Ciao Susy, benvenuta e grazie per avere accettato il nostro invito. Ai nostri lettori che volessero conoscerti quale artista e scrittrice, cosa racconteresti di te?

Per sentirmi libera amo fantasticare e lo faccio distaccandomi dalle regole e dalla realtà ed ogni volta che ho un pensiero nuovo, lo appunto su un foglio bianco o su una tela. Quando scrivo o dipingo, immagino che la mia opera sia rivolta all’attenzione di una persona totalmente diversa da me, affinché l’opposto sia promotore della scintilla che porti alla volontà di volermi scoprire. Nasce da questi presupposti il desiderio di creare, lasciando ai miei personaggi la libertà di presentarsi, sicché ognuno sia protagonista del proprio teatro.

 …chi è invece Susy donna della quotidianità? Cosa ci racconti di te della tua vita al di là dell’arte?

Nasco nella bella terra di Sicilia e ancora adolescente lascio con rammarico il mio giardino delle arance, trasferendomi con la famiglia nella Sesta Provincia, in Puglia. Questo fatto segna la fine del primo capitolo della mia vita: la mia infanzia felice. La malinconia traccia un segno rosso nel mio animo e mi accorgo che nel nuovo paese ci sono tanti bambini che non riescono a sorridere neanche quando giocano. Mi dedico presto alle realtà del territorio locale, attivandomi nel sociale mediante la chiesa e opere di volontariato. Sostengo il disagio dei bambini meno abbienti organizzando lezioni gratuite di doposcuola e attività ludiche.
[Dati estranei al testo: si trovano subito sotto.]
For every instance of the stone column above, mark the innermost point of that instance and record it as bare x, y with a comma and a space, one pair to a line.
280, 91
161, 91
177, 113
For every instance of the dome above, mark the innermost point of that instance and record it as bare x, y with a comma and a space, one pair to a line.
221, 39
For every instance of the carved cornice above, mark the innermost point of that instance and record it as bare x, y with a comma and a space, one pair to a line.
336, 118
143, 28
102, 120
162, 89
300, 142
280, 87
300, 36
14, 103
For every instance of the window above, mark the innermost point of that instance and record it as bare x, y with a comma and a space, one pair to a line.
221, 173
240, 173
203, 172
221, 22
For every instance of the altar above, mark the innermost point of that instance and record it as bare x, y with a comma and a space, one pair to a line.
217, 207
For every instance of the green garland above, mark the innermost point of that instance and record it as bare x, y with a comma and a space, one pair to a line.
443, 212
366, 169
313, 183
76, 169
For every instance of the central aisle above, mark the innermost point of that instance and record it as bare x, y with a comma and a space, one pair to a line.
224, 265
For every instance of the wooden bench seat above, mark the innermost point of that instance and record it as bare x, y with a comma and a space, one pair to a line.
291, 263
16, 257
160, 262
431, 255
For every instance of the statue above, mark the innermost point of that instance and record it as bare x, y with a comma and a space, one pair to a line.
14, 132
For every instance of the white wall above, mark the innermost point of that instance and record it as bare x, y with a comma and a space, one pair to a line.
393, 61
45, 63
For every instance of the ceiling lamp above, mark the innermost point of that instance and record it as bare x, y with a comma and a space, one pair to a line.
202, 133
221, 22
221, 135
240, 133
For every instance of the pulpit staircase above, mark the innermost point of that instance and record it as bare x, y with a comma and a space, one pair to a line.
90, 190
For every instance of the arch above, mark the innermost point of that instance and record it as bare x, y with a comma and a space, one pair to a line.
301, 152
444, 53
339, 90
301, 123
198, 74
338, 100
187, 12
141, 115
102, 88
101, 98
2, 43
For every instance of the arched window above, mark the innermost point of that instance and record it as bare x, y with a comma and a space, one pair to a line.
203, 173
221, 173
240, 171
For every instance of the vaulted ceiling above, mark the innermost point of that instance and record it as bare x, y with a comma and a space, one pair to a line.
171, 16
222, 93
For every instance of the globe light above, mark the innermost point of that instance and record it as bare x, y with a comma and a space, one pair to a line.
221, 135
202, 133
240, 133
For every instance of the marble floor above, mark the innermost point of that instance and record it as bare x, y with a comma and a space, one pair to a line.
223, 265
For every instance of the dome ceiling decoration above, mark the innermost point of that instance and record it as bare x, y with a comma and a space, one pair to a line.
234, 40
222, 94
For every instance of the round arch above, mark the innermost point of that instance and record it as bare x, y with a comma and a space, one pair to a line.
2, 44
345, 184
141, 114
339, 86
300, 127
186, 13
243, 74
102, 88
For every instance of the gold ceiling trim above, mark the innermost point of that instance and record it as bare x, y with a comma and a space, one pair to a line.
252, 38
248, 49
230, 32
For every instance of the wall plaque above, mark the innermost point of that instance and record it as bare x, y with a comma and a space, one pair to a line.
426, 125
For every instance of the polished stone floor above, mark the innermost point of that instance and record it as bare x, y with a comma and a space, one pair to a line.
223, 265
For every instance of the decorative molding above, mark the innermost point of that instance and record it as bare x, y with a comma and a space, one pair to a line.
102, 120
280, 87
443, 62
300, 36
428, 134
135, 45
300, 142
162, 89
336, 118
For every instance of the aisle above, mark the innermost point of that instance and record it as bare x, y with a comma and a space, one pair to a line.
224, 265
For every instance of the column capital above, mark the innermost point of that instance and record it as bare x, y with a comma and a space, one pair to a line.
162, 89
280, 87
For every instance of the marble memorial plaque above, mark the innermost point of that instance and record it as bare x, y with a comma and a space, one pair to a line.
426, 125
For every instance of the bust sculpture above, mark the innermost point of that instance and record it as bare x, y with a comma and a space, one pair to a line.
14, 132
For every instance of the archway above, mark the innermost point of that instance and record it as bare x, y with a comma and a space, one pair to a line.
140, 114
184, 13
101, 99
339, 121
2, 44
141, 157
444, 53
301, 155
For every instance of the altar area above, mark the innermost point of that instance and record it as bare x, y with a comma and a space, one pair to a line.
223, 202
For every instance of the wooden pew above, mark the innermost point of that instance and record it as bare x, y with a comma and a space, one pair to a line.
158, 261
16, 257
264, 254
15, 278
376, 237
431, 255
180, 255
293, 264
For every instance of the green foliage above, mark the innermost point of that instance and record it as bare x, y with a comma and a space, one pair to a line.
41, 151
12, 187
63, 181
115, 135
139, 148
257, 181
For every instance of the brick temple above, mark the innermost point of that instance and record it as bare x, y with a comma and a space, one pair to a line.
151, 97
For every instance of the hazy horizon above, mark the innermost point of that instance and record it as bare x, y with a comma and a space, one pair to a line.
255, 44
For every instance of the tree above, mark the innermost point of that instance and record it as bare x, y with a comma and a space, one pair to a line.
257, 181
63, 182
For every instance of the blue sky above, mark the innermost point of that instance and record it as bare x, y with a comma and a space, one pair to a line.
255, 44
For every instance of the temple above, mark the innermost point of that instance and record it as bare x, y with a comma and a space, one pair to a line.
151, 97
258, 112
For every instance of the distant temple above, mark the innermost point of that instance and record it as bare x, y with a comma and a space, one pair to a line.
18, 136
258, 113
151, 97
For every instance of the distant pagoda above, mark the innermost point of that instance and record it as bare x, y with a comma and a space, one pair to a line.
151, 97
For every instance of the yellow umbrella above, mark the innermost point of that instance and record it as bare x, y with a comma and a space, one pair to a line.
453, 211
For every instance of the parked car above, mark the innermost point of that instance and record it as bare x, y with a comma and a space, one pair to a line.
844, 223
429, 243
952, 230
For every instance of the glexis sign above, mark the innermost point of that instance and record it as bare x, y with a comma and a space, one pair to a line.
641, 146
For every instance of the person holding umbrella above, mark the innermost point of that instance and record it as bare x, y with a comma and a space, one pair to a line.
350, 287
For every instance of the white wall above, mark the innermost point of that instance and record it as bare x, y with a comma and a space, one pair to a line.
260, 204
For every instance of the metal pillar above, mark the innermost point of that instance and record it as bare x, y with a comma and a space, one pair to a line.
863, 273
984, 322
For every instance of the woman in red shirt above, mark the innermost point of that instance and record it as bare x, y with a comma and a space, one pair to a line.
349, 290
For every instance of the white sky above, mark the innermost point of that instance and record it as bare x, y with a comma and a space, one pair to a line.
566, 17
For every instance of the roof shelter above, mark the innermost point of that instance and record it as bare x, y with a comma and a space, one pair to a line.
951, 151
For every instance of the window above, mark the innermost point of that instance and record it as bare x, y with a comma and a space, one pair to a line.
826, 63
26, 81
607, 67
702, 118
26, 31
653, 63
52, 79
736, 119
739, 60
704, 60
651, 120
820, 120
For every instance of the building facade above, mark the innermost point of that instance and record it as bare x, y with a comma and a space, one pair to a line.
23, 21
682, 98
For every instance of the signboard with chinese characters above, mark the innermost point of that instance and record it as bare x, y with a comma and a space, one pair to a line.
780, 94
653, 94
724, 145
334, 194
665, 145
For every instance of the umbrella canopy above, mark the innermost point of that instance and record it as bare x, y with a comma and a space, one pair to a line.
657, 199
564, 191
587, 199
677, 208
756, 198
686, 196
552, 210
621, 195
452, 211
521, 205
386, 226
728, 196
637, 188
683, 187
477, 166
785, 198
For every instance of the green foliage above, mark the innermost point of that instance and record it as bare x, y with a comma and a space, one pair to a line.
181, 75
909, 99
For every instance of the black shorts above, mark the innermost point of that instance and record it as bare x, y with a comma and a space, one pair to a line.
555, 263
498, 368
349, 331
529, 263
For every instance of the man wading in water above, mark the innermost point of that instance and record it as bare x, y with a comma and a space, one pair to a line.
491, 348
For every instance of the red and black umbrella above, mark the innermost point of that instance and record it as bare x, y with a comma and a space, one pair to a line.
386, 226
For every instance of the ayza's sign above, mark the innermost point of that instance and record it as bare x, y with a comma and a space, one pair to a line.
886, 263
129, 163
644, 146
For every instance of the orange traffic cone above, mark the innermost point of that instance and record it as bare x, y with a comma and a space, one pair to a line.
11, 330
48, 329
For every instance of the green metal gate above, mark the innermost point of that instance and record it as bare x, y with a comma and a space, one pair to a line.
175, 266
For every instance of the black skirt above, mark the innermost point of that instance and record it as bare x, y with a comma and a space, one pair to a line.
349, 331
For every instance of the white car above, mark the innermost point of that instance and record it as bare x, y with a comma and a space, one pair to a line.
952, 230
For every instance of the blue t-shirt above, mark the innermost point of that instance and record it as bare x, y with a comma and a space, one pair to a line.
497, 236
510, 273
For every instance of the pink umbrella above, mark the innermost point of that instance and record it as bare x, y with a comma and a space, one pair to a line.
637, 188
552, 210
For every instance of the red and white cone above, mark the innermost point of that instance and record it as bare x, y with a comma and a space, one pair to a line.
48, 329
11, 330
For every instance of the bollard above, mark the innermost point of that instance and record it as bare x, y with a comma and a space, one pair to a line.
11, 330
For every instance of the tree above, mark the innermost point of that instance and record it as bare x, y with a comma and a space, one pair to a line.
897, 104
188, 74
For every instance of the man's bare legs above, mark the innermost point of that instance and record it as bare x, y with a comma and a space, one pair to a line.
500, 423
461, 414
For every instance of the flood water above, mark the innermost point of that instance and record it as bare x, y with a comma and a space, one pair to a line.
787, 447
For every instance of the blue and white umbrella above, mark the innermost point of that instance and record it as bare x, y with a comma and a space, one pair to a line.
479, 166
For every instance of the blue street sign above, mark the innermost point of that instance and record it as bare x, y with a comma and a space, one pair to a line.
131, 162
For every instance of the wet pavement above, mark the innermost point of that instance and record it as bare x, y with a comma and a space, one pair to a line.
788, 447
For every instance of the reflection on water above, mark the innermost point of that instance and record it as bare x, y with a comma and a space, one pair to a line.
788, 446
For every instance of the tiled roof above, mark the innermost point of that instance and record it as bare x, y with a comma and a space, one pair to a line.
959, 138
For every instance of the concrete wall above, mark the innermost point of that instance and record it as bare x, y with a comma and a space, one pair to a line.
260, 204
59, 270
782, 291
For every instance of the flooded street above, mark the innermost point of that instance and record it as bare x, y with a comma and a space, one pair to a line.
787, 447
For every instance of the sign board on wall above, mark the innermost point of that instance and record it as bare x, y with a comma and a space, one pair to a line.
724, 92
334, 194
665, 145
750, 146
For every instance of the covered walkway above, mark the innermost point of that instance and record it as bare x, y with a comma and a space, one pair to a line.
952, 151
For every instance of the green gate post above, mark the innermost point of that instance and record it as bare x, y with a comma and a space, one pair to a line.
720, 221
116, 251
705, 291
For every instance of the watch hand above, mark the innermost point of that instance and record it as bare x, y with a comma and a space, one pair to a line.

Qualche tempo dopo creo un’associazione dedicata alle famiglie fragili. Divento operatrice sociale e madre di due ragazzi. La mia passione è ascoltare con attenzione l’altro, quello speciale e diverso da me, sforzandomi di capire quale percorso di vita abbia fatto per sentirmi a mio agio nella sua storia. Entrando in empatia con l’altro mi metto sempre in gioco; per cui trasfondendo nel gioco divento da colei che osserva, all’osservato.

 Come è nata la tua passione per le arti visive e per l’arte in generale? Quale il tuo percorso professionale e artistico che hai seguito per realizzare quello che fai oggi?

La mia passione per l’arte parte da molto lontano. Sono stata una bambina timida e mi proponevo agli altri con il disegno per esprimere il mio stato d’animo; comunicavo con i miei fratelli ed amici con lettere e biglietti corredati da disegni. Questo comportamento mi ha seguito sino ad oggi che dipingo e pubblico libri. Non ho mai smesso di usare matite colorate e quaderni. Da molti anni sono impegnata nei campo scuola estivi con il teatro figurato, dove le favole che i bambini amano vengono lette, recitate e poi trasferite su grandi cartelloni con disegni colorati. Collaboro con il comune organizzando eventi culturali ed artistici con l’opportunità di esporre i miei quadri e presentare i miei libri nelle scuole e biblioteche.

Come definiresti il tuo linguaggio artistico? C’è qualche artista del passato o del presente al quale ti ispiri?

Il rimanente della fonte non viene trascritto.